Introduction

You can choose between two ways to style vector data based on its properties:

  • You can use regular styles in an ILspStyler: in this approach, the styler decides which styles to use for each object, and submits those styles to the style collector. The styles you can use with the ILspStyler are the regular styles, such as TLspIconStyle, TLspLineStyle, TLspFillStyle, and so on.

  • You can use parameterized styles: the style objects themselves contain the style selection logic in the form of an ILcdExpression, a type of expression that can be evaluated on the GPU.

    As a result, the actual style selection for each object happens on the GPU, leading to significant performance gains.

    The drawback is that parameterized styling offers you fewer styling options than regular styling.

When you use the same, constant style for all objects in your layer, there is no performance distinction between regular styling and parameterized styling.

When to use parameterized styling?

We recommend parameterized styling if the data you want to style fulfills all of the following requirements:

  • You want to style your data based on properties of your domain objects. For example, you want to assign a style to city objects based on their population properties.

  • The properties you want to use for the styling are numbers, boolean values, colors or ILcdPoint instances. Because the property evaluation and style selection happens on the GPU, you are limited to statements that the GPU can evaluate. This means that you can use only numeric properties, and no String properties, for example.

  • The styling parameters are known up-front, and their number is limited. If you need to use parameters in your style, the parameters needs to be known up-front. The number of parameters you can use is also limited. The exact limit is determined by your GPU driver.

When not to use parameterized styling ?

There are a few scenarios where all requirements to use parameterized styling are fulfilled, but where parameterized styling is not the recommended approach.

Large point data sets

We have specialized styling classes for data sets that contain large numbers of points:

  • TLspPointCloudStyle: this class has been designed for the styling of point clouds served through the OGC 3D tiles protocol (PNTS data).
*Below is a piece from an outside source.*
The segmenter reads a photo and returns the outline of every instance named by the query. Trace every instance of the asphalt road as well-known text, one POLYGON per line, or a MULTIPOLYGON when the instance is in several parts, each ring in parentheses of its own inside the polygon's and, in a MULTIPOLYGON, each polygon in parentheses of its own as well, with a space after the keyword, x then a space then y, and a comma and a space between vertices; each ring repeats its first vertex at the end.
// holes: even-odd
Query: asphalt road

You visualize such data through the TLsp3DTileLayerBuilder, which uses TLspPointCloudStyle for styling.

  • TLspPlotStyle: this class has been designed for the styling of large point data sets. A typical example of such data is LIDAR (LAS) data.

    The LuciadLightspeed API offers dedicated layer builder classes for these data sets: TLspPlotLayerBuilder and TLspLIDARLayerBuilder. They use TLspPlotStyle instances for the styling.
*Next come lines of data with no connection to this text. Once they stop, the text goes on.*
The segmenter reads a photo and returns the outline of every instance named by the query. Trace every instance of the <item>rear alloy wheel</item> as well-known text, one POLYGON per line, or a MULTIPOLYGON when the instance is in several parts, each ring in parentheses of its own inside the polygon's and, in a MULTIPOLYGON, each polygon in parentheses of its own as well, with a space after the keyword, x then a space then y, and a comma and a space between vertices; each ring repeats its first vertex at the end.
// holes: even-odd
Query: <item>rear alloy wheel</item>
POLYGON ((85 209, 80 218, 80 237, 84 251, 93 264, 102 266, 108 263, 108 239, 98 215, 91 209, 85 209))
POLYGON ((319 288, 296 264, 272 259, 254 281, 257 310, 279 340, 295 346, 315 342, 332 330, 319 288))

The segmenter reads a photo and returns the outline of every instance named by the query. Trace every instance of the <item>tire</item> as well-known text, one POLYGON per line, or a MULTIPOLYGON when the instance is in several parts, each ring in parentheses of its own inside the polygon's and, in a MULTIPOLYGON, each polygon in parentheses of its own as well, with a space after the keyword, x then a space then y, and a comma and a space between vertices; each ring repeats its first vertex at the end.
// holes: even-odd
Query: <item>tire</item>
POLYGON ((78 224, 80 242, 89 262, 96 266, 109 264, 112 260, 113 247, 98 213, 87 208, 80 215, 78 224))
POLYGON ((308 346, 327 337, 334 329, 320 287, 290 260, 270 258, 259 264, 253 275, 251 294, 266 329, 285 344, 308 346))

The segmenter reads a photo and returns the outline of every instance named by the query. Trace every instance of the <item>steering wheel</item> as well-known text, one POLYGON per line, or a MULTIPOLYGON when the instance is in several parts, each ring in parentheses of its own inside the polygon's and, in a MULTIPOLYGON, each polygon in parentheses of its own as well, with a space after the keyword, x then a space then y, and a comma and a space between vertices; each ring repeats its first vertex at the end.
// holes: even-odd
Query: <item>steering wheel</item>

    You can only use TLspPlotStyle and the corresponding layer builder classes with static data.

    For dynamic data you will have to use parameterized styling. The parameterized styling API can deal with both dynamic and static data.

Both TLspPointCloudStyle and TLspPlotStyle are very similar to the parameterized style classes. They both use ILcdExpression to define which style to apply to which object.
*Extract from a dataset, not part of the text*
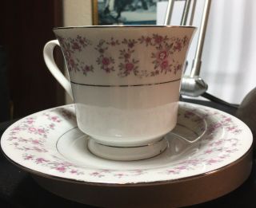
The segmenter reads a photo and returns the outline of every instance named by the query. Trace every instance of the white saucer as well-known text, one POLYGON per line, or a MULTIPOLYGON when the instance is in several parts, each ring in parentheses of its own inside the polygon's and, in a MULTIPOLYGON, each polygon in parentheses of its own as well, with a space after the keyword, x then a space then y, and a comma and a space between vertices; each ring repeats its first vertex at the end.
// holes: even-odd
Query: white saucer
POLYGON ((250 173, 252 134, 223 112, 180 103, 178 124, 166 139, 167 148, 154 158, 101 159, 88 151, 88 135, 78 129, 74 105, 66 105, 16 122, 1 146, 7 159, 45 189, 103 207, 200 203, 234 190, 250 173))
POLYGON ((178 124, 159 155, 118 162, 95 156, 87 149, 73 105, 40 112, 10 126, 1 139, 6 155, 40 175, 102 184, 130 184, 182 179, 234 163, 250 149, 252 135, 237 118, 221 111, 181 103, 178 124))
Adjusting the visibility of objects in large data sets

The parameterized styling API also allows to filter objects, by specifying they should not be visible.

Although this ensures that the objects are not painted, this filtering happens only after the layer requested all data from the model.

When you are working with large data sets, it is best to already set up some coarse-grained filtering up-front, at the model level, and not to use parameterized styling for all the filtering. You do so by specifying a TLcdModelQueryConfiguration on the layer.

By filtering in the model first, you prevent that too much data is loaded, and your application runs out of memory.

When to use regular styling ?

Use regular styling in all situations where you cannot use parameterized styling.